By Paige McCartney
NASSAU, Bahamas — Criticizing the government’s latest budget exercise for not inspiring confidence in the world’s financial markets, Progressive Liberal Party (PLP) deputy leader Chester Cooper said the country’s most recent downgrade by international credit rating agency Moody’s indicates an inadequate fiscal response to the challenges posed by the COVID-19 pandemic.
Last week, as it changed its economic outlook for the country to negative, Moody’s downgraded the country’s ratings by two notches into junk status territory, to Ba2 from Baa3, which would make it more expensive for this nation to borrow money from international lenders.
Cooper called being downgraded two notches on the credit front and being given a negative outlook “a triple whammy”.
“This is the second major rating agency to downgrade The Bahamas this year, after S&P pushed us farther into junk territory. This is unfortunate for the country and for taxpayers, who will now have to pay more for debt servicing, but it is not totally unexpected. Moody’s warned in April when we were placed under review that we would be downgraded if they did not see a credible fiscal and economic policy response from the government. They clearly did not,” Cooper said in a statement.

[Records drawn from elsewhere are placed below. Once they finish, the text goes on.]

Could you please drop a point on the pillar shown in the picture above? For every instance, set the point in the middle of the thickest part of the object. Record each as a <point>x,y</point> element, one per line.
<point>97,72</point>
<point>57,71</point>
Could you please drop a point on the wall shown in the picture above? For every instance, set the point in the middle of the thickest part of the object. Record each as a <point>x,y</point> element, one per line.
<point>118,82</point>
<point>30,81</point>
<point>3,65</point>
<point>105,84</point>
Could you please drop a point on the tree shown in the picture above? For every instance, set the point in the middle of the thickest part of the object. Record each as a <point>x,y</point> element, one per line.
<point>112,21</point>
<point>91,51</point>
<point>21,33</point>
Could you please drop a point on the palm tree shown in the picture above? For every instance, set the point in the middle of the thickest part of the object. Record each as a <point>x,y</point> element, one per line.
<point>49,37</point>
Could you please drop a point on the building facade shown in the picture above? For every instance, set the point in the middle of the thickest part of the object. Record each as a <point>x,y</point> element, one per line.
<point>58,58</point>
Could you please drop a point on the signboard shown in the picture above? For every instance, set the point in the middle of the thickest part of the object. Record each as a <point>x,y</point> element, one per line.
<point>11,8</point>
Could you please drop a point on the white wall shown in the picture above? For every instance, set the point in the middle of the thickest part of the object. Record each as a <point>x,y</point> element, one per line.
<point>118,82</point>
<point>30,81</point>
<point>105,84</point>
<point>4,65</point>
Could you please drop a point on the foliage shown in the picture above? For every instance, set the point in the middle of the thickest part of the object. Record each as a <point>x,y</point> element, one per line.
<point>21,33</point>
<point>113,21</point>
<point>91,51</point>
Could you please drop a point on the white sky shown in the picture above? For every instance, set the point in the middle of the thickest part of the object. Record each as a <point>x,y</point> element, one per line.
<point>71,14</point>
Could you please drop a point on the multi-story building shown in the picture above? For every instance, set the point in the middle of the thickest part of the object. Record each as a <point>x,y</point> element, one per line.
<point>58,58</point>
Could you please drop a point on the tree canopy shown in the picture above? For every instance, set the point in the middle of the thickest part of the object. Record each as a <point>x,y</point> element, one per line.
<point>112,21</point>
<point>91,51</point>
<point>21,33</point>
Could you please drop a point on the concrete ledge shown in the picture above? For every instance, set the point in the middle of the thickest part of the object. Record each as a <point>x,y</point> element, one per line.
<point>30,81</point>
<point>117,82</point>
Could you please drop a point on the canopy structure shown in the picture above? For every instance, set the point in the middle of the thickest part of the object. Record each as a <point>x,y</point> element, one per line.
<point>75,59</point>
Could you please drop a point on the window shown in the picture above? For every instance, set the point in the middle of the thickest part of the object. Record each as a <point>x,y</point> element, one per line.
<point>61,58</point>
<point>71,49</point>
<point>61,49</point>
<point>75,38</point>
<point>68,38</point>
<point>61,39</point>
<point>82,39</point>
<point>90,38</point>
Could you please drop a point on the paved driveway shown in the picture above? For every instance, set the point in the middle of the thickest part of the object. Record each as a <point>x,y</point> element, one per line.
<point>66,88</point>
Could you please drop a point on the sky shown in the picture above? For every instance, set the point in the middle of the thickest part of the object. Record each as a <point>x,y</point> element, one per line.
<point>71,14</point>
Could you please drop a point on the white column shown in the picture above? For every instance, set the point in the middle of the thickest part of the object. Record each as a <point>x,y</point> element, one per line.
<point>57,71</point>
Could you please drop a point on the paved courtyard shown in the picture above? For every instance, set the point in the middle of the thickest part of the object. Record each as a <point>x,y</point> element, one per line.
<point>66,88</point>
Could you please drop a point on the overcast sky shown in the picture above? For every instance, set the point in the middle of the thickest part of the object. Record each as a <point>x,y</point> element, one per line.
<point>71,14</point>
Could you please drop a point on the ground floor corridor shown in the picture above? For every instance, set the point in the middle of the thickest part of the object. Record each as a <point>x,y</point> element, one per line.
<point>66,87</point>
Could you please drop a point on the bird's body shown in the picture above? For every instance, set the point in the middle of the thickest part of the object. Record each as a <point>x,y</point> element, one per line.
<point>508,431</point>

“This latest budget, as we noted, did not inspire confidence here at home, or in the world’s financial markets. While we did experience the economic shock stemming from the coronavirus pandemic, it is clear that the response has not met the challenge before us. Its response to Dorian was similarly anemic and slow.”
In response to the downgrade, deputy prime minister and minister of finance Peter Turnquest said “fair-minded Bahamians know that our current state of fiscal affairs is a result of these external shocks and not because of our performance as a government”.
However, Cooper disagreed. “We see a pattern when it comes to this administration responding to crises. We warned them to take progressive steps early to mitigate the fallout from COVID-19, but this administration did not. We warned them about taking action quickly for filling financing needs, but this administration dithered,” he said.
“Now, this action by Moody’s will make borrowing more difficult and more expensive. It is telling that Moody’s itself questions if the government will even be able to adequately fulfill its financing need. We urge the government to assert the will to address some of the structural impediments to growth, inclusive of the cost of energy, the ease of doing business and a more robust regime to encourage FDI and stimulate domestic investments. We must use this setback as an opportunity to press the reset button for a more progressive Bahamas.”
Moody’s has forecast government borrowing needs will exceed 17 percent of gross domestic product (GDP) in 2020/21, above historical levels of about seven percent of GDP.